Unless you stop, none of the rest of it makes any difference.
glenallen
12-29-2006, 04:58 PM
Good luck, Jack.
It can be really exciting and rewarding changing lifestyles.
Don't worry about us so much. Take care of yourself.
Dryer lint
12-30-2006, 05:29 AM
Nothing, absolutely nothing, invented by the mind of man (with the possible exception of alcohol) has wasted so much time...
silicone implants :)
huisjen
12-30-2006, 06:28 AM
I haven't been offended.
I've been appalled.
Dan
Chris Coose
12-30-2006, 06:53 AM
Look, I've got problems right now.
Don't make it complicated.
You've got one problem.
You'd be surprised how all the rest go away if you do something about it and most importantly, pay attention to the conditions that remission requires.
You don't need a shrink. Your honest self diagnosis is key.
Don't complicate it.
geeman
12-30-2006, 10:17 AM
A shrink is like drinking,
Both will take your money, and you WILL STILL have the same problems,,,,,
There is a world out there, at least right now there is.

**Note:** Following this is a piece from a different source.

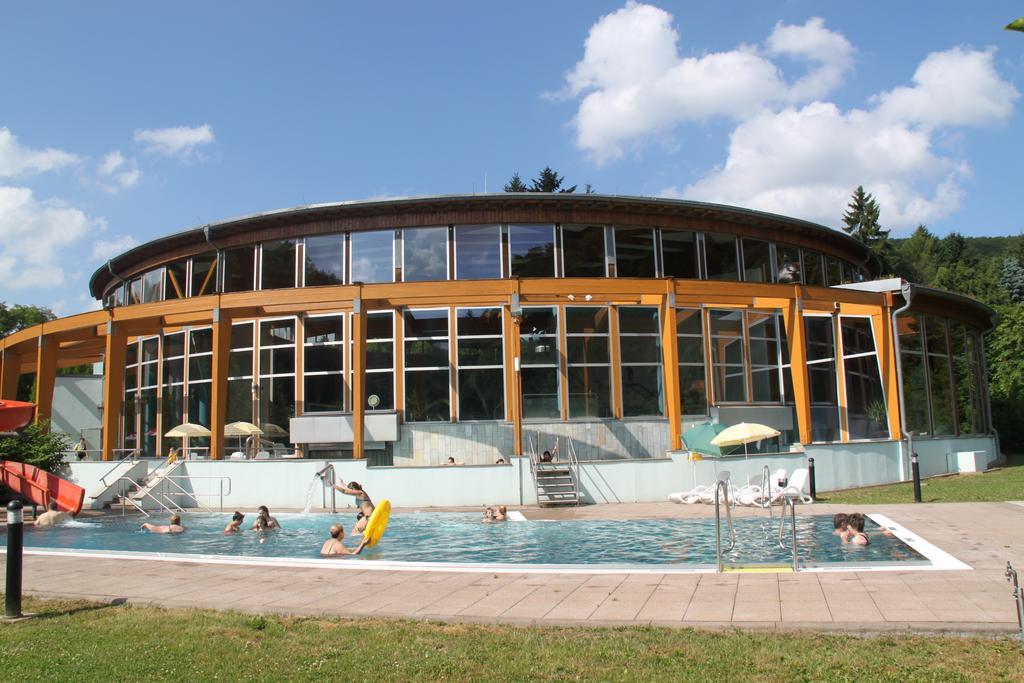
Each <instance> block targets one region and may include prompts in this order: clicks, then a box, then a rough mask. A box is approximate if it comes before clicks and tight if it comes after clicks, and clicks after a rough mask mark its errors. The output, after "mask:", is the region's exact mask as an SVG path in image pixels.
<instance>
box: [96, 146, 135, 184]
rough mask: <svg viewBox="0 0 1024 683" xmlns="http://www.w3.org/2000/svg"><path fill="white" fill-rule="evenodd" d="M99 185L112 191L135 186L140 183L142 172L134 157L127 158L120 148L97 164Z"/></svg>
mask: <svg viewBox="0 0 1024 683" xmlns="http://www.w3.org/2000/svg"><path fill="white" fill-rule="evenodd" d="M96 173H97V174H98V176H99V185H100V186H101V187H102V188H103V189H105V190H106V191H110V193H116V191H118V190H120V189H124V188H127V187H133V186H135V185H136V184H137V183H138V180H139V178H140V177H142V172H141V171H140V170H138V164H136V163H135V160H134V159H125V157H124V155H122V154H121V151H120V150H115V151H114V152H112V153H110V154H109V155H106V156H105V157H103V158H102V160H101V161H100V162H99V163H98V164H96Z"/></svg>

Better take advantage of it while we still have it.
S.V. Airlie
12-30-2006, 10:22 AM
an hour with a shrink is more expensive than a bottle of single malt scotch... and a bottle of single malt lasts me about a year.
Dryer lint
12-30-2006, 10:26 AM
ignoramus non carborundum
geeman
12-30-2006, 10:28 AM
Dryer is referring to which post?
Tristan
12-30-2006, 10:31 AM
It is fascinating to me that so many WBF'ers think they know what is right and what is wrong for Jack. "Let's tell Jack what to write, how to live, etc. etc." Truly amazing.
glenallen
12-30-2006, 10:38 AM
It is fascinating to me that so many WBF'ers think they know what is right and what is wrong for Jack. "Let's tell Jack what to write, how to live, etc. etc." Truly amazing.
He asked!
I'd stay away from the shrink.
No point in making him nuts too.
S.V. Airlie
12-30-2006, 10:41 AM
tristan.. yesterday someone wrote that I had gone too far on an issue. I looked at what he wrote... and said to myself.. yup.. I have gone overboard. Did not realize how much because I was blind. He was right... He told me I was wrong... I listened and believed and took action....
Perhaps, just maybe.. Jack doesn't see. So I would call the posts suggestions.. not orders....
Sometimes it is difficult to see oneself except through the eyes of others.